Regarding regular zfs

Adam McDougall mcdouga9 at egr.msu.edu
Fri Apr 5 15:46:09 UTC 2013


On 04/05/13 06:17, Joar Jegleim wrote:
> Hi FreeBSD !
> 
> I've already sent this one to questions at freebsd.org, but realised this list
> would be a better option.
> 
> So I've got this setup where we have a storage server delivering about
> 2 million jpeg's as a backend for a website ( it's ~1TB of data)
> The storage server is running zfs and every 15 minutes it does a zfs
> send to a 'slave', and our proxy will fail over to the slave if the
> main storage server goes down .
> I've got this script that initially zfs send's a whole zfs volume, and
> for every send after that only sends the diff . So after the initial zfs
> send, the diff's usually take less than a minute to send over.
> 
> I've had increasing problems on the 'slave', it seem to grind to a
> halt for anything between 5-20 seconds after every zfs receive . Everything
> on the server halts / hangs completely.
> 
> I've had a couple go's on trying to solve / figure out what's
> happening without luck, and this 3rd time I've invested even more time
> on the problem .
> 
> To sum it up:
> -Server was initially on 8.2-RELEASE
> -I've set some sysctl variables such as:
> 
> # 16GB arc_max ( server got 30GB of ram, but had a couple 'freeze'
> situations, suspect zfs.arc ate too much memory)
> vfs.zfs.arc_max=17179869184

What is vm.kmem_size?  I suggest setting it to 2x physical ram (60G) but
higher won't hurt because recent-ish kernels will properly cap it at 2x.
 This will allow more space in kmem to reduce ARC fragmentation in
memory which can cause stalls or panics.  Also, I would set
vfs.zfs.arc_max almost as high as your physical memory (or not at all)
unless you need to reserve some for non-zfs usage.  With ZFS from the
latest year or two, I generally don't adjust anything other than making
sure vm.kmem_size is sufficiently high on all systems, and some systems
I use arc_max.  Rarely arc_min but in an attempt to encourage ARC use.
By avoiding ARC fragmentation, I generally feel more ARC is better than
less.

Also keep an eye on kstat.zfs.misc.arcstats.size when you run zfs recv
to see how it behaves.

> 
> # 8.2 default to 30 here, setting it to 5 which is default from 8.3 and
> onwards
> vfs.zfs.txg.timeout="5"
> 
> # Set TXG write limit to a lower threshold.  This helps "level out"
> # the throughput rate (see "zpool iostat").  A value of 256MB works well
> # for systems with 4 GB of RAM, while 1 GB works well for us w/ 8 GB on
> # disks which have 64 MB cache. <<BR>>
> # NOTE: in <v28, this tunable is called 'vfs.zfs.txg.write_limit_override'.
> #vfs.zfs.txg.write_limit_override=1073741824 # for 8.2
> vfs.zfs.write_limit_override=1073741824 # for 8.3 and above
> 
> -I've implemented mbuffer for the zfs send / receive operations.
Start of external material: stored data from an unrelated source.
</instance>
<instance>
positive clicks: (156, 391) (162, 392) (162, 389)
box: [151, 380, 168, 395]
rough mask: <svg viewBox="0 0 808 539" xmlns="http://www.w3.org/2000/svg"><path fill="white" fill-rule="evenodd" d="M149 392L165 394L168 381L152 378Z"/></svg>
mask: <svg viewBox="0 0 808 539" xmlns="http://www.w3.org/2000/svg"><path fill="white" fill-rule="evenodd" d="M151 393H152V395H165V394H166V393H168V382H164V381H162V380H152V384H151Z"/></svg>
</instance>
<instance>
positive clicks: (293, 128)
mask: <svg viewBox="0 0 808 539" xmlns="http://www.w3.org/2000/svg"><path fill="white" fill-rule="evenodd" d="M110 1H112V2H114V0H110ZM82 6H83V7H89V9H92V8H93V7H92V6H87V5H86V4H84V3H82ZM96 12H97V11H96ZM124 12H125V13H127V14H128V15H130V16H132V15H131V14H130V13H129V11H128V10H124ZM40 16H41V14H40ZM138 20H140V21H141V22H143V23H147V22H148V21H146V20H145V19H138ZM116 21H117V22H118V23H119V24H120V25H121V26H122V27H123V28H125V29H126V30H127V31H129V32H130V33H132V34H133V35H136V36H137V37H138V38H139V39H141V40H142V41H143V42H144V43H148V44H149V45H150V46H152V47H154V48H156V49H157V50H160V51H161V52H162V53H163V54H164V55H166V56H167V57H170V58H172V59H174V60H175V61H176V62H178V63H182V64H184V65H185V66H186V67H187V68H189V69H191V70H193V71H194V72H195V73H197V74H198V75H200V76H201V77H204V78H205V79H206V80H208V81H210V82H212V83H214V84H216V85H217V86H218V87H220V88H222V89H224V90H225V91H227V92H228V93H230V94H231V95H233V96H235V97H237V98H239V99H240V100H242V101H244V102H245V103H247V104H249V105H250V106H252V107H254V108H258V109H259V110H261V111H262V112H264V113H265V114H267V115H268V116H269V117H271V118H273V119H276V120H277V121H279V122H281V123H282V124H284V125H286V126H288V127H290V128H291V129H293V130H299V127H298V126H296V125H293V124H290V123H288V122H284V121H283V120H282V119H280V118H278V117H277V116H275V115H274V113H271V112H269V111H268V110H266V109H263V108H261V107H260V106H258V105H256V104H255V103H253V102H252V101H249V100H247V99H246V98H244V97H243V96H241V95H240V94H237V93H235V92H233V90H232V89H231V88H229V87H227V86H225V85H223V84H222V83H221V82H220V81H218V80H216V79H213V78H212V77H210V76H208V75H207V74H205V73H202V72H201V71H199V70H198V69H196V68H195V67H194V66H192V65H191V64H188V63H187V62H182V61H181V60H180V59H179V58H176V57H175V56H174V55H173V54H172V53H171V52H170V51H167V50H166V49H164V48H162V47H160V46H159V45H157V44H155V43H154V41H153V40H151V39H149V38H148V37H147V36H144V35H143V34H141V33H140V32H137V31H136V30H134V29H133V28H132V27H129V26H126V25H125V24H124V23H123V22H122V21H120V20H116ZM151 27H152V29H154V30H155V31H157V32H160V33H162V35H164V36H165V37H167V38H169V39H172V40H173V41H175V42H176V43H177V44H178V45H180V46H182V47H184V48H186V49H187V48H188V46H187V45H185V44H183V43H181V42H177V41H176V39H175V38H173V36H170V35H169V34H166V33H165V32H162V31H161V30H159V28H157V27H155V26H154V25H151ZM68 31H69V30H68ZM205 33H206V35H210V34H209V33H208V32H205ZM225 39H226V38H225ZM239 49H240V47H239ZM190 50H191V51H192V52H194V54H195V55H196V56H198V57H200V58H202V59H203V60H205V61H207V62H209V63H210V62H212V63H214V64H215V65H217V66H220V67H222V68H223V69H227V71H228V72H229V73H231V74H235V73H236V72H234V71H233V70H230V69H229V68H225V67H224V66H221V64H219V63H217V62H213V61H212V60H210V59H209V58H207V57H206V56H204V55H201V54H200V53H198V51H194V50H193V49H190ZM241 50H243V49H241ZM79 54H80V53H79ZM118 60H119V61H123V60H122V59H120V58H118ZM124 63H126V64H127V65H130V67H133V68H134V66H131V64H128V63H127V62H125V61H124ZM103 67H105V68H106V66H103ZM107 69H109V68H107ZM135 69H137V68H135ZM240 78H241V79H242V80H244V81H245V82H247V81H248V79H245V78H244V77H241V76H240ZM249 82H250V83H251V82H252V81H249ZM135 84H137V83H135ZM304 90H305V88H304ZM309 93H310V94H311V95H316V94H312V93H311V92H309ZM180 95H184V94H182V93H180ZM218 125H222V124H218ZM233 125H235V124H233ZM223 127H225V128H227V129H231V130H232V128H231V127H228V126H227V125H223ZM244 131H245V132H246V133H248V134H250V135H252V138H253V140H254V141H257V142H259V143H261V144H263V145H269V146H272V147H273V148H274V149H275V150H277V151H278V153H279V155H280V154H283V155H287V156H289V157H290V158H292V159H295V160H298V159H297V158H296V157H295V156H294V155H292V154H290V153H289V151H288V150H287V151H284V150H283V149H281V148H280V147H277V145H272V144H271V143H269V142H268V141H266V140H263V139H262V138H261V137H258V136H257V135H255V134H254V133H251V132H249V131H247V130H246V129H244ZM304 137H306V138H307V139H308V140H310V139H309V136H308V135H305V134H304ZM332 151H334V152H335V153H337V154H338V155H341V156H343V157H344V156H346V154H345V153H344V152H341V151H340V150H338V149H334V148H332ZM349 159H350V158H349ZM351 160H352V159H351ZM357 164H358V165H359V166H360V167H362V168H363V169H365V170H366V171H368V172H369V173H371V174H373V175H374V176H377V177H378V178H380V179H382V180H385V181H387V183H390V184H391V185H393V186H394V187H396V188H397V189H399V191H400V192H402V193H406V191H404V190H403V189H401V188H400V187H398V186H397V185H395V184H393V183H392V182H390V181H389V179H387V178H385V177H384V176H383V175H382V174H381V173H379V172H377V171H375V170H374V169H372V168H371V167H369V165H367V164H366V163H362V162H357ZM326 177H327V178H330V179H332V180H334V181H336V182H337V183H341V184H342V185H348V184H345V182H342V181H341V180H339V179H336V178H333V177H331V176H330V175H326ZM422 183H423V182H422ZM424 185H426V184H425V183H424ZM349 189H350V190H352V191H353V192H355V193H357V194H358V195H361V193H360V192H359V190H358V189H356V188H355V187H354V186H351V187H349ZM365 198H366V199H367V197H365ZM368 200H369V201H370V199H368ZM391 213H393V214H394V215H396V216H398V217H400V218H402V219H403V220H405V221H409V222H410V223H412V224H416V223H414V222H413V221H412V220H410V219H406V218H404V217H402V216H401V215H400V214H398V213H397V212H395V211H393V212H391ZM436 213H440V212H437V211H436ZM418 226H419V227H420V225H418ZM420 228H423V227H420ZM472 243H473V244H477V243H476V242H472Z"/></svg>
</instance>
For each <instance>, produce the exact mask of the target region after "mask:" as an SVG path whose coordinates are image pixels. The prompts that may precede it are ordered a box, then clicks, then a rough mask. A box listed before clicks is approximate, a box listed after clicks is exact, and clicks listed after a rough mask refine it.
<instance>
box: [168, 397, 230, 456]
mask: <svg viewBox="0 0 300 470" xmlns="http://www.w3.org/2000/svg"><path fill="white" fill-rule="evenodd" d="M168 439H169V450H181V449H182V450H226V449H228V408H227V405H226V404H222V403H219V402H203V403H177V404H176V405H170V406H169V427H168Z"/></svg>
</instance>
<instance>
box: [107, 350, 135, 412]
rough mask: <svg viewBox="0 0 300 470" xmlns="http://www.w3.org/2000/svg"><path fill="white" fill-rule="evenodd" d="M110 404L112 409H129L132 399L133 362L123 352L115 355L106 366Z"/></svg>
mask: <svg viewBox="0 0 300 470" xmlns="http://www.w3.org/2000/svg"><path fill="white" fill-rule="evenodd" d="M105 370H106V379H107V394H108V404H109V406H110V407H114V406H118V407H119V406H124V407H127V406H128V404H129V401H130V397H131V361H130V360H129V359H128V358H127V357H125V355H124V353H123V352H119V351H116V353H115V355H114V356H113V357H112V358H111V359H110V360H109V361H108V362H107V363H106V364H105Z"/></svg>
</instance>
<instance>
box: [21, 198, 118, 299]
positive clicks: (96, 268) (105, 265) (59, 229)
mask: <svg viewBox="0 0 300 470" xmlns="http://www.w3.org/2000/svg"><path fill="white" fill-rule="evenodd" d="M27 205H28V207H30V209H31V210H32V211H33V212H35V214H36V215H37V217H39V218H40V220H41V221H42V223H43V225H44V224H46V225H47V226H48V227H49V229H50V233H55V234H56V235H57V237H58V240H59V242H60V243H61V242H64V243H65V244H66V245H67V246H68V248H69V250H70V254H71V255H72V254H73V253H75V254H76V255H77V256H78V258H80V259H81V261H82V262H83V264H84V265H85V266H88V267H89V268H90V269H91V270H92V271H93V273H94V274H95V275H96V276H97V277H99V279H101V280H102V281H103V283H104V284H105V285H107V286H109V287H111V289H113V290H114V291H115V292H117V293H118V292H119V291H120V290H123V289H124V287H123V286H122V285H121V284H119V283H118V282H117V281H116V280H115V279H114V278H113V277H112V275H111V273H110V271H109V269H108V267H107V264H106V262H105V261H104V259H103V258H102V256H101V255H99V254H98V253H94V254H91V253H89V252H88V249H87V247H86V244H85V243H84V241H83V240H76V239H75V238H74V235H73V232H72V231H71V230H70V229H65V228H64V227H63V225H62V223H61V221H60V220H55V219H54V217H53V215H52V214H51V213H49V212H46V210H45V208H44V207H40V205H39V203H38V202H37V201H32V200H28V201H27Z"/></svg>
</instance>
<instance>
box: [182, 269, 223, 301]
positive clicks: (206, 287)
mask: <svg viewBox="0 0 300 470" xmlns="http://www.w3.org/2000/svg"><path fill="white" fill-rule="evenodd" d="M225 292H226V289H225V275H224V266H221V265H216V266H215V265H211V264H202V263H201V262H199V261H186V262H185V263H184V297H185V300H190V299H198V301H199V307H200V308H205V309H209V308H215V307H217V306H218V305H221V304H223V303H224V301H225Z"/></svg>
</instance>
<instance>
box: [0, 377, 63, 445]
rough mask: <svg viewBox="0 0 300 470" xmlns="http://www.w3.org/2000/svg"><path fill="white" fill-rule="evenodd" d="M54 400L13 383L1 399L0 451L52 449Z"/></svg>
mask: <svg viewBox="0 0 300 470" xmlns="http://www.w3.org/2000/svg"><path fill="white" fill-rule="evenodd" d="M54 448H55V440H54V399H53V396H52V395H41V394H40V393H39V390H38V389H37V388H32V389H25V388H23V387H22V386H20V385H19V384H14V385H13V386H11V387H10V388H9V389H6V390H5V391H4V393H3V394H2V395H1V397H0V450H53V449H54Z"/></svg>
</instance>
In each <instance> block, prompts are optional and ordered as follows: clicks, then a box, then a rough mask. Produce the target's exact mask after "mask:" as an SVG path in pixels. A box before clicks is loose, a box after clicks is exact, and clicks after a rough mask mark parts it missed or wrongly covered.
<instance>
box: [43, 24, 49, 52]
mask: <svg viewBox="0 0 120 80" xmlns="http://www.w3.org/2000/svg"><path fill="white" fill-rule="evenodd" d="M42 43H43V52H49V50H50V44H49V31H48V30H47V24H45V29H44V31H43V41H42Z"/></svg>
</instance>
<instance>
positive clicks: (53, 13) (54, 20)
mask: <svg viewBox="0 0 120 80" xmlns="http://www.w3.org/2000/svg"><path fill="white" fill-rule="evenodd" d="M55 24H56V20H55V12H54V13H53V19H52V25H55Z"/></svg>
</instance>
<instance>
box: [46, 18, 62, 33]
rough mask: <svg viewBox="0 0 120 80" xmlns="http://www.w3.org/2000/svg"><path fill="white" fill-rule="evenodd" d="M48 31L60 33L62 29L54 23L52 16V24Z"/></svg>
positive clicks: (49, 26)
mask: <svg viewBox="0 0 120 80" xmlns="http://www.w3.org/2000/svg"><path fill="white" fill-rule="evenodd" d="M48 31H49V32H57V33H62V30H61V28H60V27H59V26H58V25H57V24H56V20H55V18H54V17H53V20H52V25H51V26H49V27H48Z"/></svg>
With
> mbuffer the sync went a lot faster, but still got the same symptoms
> when the zfs receive is done, the hang / unresponsiveness returns for
> 5-20 seconds
> -I've upgraded to 8.3-RELEASE ( + zpool upgrade and zfs upgrade to
> V28), same symptoms
> -I've upgraded to 9.1-RELEASE, still same symptoms
> 

I think it is good to be on 9.x to get ZFS fixes before 8.